The American on the U.N. Committee Against Torture, Felice Gaer, told the Holy See that the Church’s position on abortion was a “concern” and that “women should have a right to choose.” Prohibitions on abortion are a form of torture according to Gaer—who ironically spent a decade on the U.S. Commission on International Religious Freedom.
An expert from the country of Georgia tried to be nuanced, and accused the Catholic Church of having “publically shamed” women and doctors who commit abortions through excommunication, thereby torturing them….
Now for NRO’s excellent warning:
Kathryn has been covering the ongoing effort by radical pro-abortion NGOs to apply the U.N. Convention against Torture to the Catholic Church for — among other things — its international pro-life advocacy. The argument is so facially irrational that one would be tempted to dismiss it out of hand. Not even the U.N. could be so blindly malicious and ideological that it would attempt to destroy the church’s rights of free speech and religious liberty for the sake of protecting abortion-on-demand, could it?
Moreover, even if the U.N. Committee against Torture moved against the Vatican, such an action would be irrelevant to American courts and American constitutional law, wouldn’t it?
In fact, there is cause for concern. To be clear, the effort by the Center for Reproductive Rights clearly and explicitly targets the church’s rights to free speech and religious liberty. Here’s an excerpt from its recommendations to the Committee:
Note that the Holy See has negatively interfered with states’ attempts to develop legislation on abortion that would have served to better protect women from torture or ill-treatment. Note that the Holy See’s actions are a violation of Articles 1, 2, and 16 of the Convention against Torture and that the rights of freedom of speech and of religion extend only so far as they do not undermine women’s reproductive rights, including the right to be free from torture or ill-treatment. (Emphasis added.)

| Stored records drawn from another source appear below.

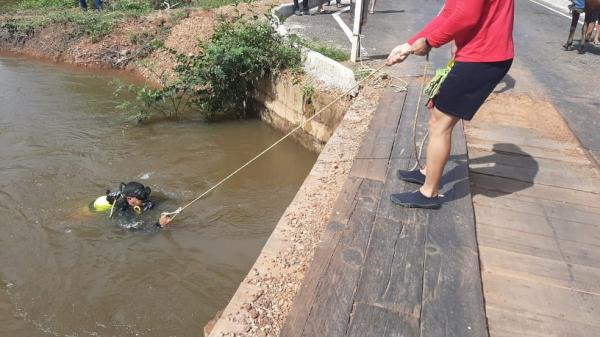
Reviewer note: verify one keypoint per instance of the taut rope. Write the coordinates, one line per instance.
(301, 125)
(418, 149)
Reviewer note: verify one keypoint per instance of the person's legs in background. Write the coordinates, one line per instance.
(578, 5)
(305, 10)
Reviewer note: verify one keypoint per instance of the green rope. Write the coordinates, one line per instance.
(433, 87)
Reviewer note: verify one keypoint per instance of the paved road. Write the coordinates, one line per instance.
(569, 80)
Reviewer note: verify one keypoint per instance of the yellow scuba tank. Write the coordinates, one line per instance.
(101, 204)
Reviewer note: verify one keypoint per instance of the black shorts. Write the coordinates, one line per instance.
(468, 85)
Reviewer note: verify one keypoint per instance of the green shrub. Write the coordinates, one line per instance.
(46, 4)
(218, 81)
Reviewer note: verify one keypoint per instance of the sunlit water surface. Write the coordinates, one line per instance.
(65, 271)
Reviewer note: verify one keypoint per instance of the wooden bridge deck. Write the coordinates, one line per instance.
(537, 204)
(383, 270)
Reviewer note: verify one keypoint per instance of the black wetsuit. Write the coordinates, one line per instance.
(129, 218)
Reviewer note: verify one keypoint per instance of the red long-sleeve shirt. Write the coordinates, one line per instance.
(482, 29)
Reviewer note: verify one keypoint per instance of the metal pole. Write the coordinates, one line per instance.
(355, 52)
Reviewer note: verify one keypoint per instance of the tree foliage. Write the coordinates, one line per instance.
(218, 81)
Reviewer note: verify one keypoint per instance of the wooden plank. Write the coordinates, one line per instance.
(517, 137)
(393, 274)
(540, 270)
(551, 209)
(373, 320)
(519, 188)
(452, 294)
(346, 201)
(573, 156)
(541, 299)
(538, 245)
(379, 139)
(335, 267)
(538, 224)
(539, 171)
(342, 211)
(404, 145)
(330, 314)
(518, 242)
(374, 169)
(513, 322)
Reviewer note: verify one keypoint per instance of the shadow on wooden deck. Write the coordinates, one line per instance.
(384, 270)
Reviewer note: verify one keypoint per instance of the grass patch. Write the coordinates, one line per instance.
(216, 3)
(218, 82)
(94, 24)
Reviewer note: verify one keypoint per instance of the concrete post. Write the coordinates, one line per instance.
(355, 52)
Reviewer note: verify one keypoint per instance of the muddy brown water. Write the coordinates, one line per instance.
(65, 271)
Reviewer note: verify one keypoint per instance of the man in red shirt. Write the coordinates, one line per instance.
(482, 31)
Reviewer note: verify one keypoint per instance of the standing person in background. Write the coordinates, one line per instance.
(482, 31)
(97, 5)
(577, 5)
(597, 38)
(304, 11)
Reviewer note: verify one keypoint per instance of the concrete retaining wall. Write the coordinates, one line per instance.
(281, 104)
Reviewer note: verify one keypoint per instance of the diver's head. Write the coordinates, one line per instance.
(135, 193)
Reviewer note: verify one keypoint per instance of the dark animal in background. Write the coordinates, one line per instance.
(592, 10)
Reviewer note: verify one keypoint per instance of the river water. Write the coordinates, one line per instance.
(65, 271)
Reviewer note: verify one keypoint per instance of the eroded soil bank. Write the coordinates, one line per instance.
(265, 296)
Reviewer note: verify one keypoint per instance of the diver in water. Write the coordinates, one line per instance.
(128, 203)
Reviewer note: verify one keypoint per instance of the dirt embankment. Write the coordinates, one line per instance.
(130, 44)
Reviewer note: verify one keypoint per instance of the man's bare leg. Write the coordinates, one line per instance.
(438, 150)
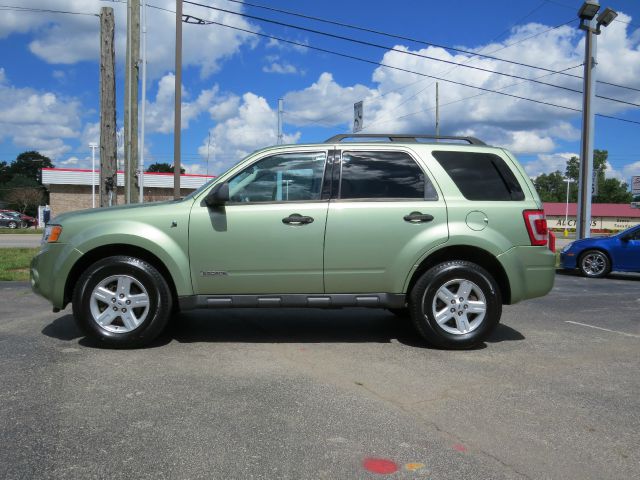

This is an astonishing statement, one that clearly targets the Catholic Church’s pro-life advocacy, equating it with state-sanctioned “torture or ill-treatment” of women and girls. By equating advocacy with torture, the Committee could begin an international legal process that would cause the U.N. to review statements or actions by pro-life public officials as “torture” within the meaning of the Convention. Radical pro-abortion groups would file amicus briefs citing new international legal standards equating pro-life advocacy with torture, thus claiming such advocacy is beyond the protection of the First Amendment. Indeed, the argument would be simple (and chilling): By permitting unfettered pro-life advocacy — by public officials and private citizens — the United States would be in violation of international law, specifically by torturing its own citizens.
[….]
It’s difficult to overstate the perversity of the abortion lobby’s U.N. argument. There are few acts more barbaric than abortion, and the very idea that such barbarism can be insulated even from criticism insults the very notion of free speech and obliterates religious liberty. This is a dramatic escalation of the already-overwrought “war against women” rhetoric, and one that would lead to such absurd results as domestic “women’s groups” accusing conservative candidates of literally torturing voters with pro-life arguments.